The Amen is The Origin


The letter to the angel of the church in Laodicea amounts to a christolgical consolidation that will propel the living one through the rest of the Apocalypse. He identifies himself as “The Amen,” which in Isaiah is the name of the divine. He is also the Origin of God’s creation, and because he is such, he is the faithful and true witness. The Amen and Origin, that is the Alpha, demands complete obedience, and does not get it. He addresses a church that so depends upon their own joy, wealth, insight, and materiality that they have come to believe that they are their own source and origin. They have separated the creation from the creator. They have distanced themselves from the Alpha, the Amen, and are not in sight of the Omega. The Amen called them to repentance, because of his love.
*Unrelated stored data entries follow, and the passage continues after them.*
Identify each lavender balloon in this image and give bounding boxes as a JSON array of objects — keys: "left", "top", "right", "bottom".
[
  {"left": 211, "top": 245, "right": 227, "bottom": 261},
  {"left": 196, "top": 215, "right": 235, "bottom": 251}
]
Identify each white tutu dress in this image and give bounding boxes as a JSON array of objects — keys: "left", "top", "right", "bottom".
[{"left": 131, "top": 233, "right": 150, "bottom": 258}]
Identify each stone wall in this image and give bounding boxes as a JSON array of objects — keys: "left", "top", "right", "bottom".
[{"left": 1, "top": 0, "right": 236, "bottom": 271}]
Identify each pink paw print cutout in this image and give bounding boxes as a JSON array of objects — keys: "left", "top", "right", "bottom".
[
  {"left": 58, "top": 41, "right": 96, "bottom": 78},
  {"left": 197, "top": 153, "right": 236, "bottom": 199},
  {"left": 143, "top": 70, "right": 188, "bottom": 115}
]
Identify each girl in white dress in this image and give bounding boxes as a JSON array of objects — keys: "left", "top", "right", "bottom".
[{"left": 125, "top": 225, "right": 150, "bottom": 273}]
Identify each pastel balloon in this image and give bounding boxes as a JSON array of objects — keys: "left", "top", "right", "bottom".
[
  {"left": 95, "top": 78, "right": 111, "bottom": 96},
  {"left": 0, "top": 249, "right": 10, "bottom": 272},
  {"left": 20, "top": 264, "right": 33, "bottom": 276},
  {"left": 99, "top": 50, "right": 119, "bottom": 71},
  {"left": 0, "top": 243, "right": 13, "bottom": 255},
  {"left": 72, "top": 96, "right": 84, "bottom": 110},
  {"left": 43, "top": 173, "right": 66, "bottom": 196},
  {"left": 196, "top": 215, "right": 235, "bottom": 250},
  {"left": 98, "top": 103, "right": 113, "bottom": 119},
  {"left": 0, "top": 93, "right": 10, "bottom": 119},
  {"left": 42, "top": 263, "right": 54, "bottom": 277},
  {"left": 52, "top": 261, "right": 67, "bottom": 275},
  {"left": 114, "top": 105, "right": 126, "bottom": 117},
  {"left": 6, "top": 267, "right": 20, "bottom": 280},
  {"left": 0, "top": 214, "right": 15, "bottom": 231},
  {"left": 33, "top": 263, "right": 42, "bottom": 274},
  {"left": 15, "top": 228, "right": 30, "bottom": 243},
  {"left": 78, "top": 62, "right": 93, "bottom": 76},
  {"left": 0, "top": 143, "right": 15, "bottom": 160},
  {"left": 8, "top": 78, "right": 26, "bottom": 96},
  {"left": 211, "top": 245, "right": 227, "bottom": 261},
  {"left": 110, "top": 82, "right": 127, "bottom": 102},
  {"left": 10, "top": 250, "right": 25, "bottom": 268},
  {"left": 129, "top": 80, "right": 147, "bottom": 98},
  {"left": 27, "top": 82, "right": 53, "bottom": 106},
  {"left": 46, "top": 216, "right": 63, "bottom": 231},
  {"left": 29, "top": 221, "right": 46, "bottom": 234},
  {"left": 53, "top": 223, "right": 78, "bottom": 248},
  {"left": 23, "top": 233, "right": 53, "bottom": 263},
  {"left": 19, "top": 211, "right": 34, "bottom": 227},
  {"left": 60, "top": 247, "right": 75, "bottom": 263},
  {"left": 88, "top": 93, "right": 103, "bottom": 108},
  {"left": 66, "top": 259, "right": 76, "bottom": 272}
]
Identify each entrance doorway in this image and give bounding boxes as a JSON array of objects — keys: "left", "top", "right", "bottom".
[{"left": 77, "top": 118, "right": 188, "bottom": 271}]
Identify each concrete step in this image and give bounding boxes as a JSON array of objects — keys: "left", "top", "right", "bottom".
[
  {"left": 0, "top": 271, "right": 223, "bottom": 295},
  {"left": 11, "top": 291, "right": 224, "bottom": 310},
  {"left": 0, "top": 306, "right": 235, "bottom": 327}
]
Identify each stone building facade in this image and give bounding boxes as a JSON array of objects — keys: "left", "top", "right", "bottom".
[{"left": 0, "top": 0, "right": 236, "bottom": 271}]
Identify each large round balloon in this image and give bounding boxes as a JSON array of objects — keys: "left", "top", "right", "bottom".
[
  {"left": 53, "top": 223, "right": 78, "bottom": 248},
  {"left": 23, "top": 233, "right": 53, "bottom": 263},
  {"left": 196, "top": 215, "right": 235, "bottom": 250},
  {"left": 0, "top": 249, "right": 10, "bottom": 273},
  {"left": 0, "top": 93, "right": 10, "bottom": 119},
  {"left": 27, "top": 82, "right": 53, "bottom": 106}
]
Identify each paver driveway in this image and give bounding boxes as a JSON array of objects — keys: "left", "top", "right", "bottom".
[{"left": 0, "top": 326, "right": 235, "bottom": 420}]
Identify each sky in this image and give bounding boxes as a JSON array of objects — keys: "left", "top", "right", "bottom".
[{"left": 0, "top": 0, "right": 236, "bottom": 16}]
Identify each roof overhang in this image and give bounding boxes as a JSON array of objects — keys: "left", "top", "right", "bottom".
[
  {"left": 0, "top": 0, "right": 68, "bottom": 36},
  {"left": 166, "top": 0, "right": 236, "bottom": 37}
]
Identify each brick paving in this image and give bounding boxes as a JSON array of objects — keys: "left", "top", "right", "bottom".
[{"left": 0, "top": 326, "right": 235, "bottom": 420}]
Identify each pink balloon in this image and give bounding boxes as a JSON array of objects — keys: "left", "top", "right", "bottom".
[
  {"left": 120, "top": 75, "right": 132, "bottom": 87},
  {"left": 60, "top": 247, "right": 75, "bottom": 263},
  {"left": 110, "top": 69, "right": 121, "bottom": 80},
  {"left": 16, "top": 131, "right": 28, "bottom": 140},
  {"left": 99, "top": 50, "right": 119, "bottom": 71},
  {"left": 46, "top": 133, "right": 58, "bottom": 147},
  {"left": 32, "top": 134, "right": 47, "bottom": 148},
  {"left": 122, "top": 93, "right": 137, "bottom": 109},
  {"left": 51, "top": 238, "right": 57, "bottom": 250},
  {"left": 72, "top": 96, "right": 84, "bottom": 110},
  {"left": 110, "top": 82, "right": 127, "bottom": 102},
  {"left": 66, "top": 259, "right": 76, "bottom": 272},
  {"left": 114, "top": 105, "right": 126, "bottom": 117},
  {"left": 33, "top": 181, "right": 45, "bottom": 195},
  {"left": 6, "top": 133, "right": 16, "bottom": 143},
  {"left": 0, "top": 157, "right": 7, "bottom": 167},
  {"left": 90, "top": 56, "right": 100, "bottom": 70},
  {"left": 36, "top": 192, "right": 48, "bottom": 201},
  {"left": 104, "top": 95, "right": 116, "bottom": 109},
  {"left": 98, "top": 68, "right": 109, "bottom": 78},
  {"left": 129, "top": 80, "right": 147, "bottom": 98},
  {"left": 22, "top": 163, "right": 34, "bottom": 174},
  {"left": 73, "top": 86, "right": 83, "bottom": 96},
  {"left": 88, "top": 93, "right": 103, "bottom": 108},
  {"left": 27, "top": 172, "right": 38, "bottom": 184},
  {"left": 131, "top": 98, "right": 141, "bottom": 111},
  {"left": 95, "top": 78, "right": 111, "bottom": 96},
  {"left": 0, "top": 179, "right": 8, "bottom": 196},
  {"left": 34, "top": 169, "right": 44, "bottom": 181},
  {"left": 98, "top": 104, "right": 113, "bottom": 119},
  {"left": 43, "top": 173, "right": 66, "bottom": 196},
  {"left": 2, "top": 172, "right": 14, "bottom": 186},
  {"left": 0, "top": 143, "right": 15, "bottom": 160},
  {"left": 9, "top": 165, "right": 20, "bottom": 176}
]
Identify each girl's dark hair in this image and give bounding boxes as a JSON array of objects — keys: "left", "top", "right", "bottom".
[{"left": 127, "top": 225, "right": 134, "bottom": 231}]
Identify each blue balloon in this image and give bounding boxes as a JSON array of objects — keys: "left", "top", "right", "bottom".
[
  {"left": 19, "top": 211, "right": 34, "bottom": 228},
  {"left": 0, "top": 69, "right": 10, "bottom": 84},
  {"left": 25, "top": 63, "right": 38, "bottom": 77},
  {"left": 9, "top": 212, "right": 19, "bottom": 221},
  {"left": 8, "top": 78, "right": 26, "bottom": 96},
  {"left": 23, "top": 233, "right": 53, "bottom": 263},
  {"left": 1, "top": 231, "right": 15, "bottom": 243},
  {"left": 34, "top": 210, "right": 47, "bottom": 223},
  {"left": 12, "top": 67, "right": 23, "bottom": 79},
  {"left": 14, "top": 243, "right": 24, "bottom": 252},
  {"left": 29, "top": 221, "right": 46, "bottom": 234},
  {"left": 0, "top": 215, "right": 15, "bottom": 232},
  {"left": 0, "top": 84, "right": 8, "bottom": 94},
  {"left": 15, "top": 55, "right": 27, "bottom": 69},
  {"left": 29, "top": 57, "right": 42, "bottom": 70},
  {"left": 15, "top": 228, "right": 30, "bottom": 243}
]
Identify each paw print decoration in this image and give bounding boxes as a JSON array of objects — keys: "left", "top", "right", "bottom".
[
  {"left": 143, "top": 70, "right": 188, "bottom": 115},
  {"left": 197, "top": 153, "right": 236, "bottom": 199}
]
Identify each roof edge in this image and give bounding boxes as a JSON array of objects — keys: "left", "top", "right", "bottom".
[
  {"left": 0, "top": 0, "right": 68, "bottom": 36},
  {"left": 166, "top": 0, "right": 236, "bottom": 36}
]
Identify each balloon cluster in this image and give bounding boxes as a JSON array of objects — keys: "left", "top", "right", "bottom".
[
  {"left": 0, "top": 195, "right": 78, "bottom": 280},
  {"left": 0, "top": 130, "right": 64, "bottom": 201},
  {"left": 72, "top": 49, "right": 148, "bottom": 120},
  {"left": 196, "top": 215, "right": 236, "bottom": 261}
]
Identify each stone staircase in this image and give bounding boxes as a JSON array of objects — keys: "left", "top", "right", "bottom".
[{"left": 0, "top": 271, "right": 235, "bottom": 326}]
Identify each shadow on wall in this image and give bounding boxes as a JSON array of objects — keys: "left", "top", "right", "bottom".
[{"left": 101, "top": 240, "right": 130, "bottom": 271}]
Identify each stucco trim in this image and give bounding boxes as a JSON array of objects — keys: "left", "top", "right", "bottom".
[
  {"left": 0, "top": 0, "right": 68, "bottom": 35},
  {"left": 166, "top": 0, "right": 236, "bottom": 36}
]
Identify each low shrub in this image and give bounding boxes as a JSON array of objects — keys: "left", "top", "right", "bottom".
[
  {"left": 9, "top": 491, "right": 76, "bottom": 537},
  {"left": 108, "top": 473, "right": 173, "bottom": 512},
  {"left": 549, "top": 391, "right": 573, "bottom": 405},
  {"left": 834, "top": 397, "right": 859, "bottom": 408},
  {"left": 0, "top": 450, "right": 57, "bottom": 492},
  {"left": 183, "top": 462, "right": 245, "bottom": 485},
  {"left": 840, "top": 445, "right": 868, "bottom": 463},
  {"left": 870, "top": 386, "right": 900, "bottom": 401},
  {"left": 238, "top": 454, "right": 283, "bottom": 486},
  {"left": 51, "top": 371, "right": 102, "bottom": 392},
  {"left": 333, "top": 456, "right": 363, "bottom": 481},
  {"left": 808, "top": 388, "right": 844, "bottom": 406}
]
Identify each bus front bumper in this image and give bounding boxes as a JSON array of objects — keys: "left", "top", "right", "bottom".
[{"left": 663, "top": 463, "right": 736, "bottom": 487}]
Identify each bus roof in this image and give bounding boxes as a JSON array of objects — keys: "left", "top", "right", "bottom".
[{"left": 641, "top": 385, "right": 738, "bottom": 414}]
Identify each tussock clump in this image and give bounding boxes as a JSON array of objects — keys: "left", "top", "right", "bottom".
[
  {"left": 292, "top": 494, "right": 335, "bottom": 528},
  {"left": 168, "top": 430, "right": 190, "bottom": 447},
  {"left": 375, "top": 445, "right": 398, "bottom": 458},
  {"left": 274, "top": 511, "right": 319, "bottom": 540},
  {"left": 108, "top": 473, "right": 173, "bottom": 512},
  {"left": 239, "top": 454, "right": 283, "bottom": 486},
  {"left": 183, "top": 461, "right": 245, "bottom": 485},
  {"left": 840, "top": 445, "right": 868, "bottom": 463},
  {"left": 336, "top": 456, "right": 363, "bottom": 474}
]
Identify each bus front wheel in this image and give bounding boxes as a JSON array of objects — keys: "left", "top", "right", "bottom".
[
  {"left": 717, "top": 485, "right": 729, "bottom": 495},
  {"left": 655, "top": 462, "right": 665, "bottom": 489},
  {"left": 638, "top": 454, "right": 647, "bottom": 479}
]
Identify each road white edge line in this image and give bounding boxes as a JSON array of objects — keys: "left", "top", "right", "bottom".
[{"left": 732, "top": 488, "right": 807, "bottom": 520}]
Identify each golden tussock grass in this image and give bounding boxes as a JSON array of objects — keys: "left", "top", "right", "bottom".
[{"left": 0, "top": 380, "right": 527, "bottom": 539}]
He offers that love as the place of unity, where they may experience the Amen in total relationship with what it has created. He who in the last letter can open and close, now stands outside and knocks, waiting to be invited. The Amen as true and faithful, remains true and faithful to the faithless who has rejected him and has left him on the outside of their lives. Yet he remains true to what he is: he who is the Alpha, now on the outside, offers himself as the Omega, the rejoicing of the end of the ages, the banquet of redemption, the messianic banquet, hidden under the Eucharist. He offers them renewed unity, a return to Origins, to the Alpha, so that they may enjoy the Omega. Just as in last letter the church shares his throne, now he offers this church the same thing. Those who repent will share the throne of the Holy One, who already has sat there with his Father. This is the picture of the new Jerusalem: seated on a throne, the Father, the Son, and the Church. This is what the Spirit says to the Churches.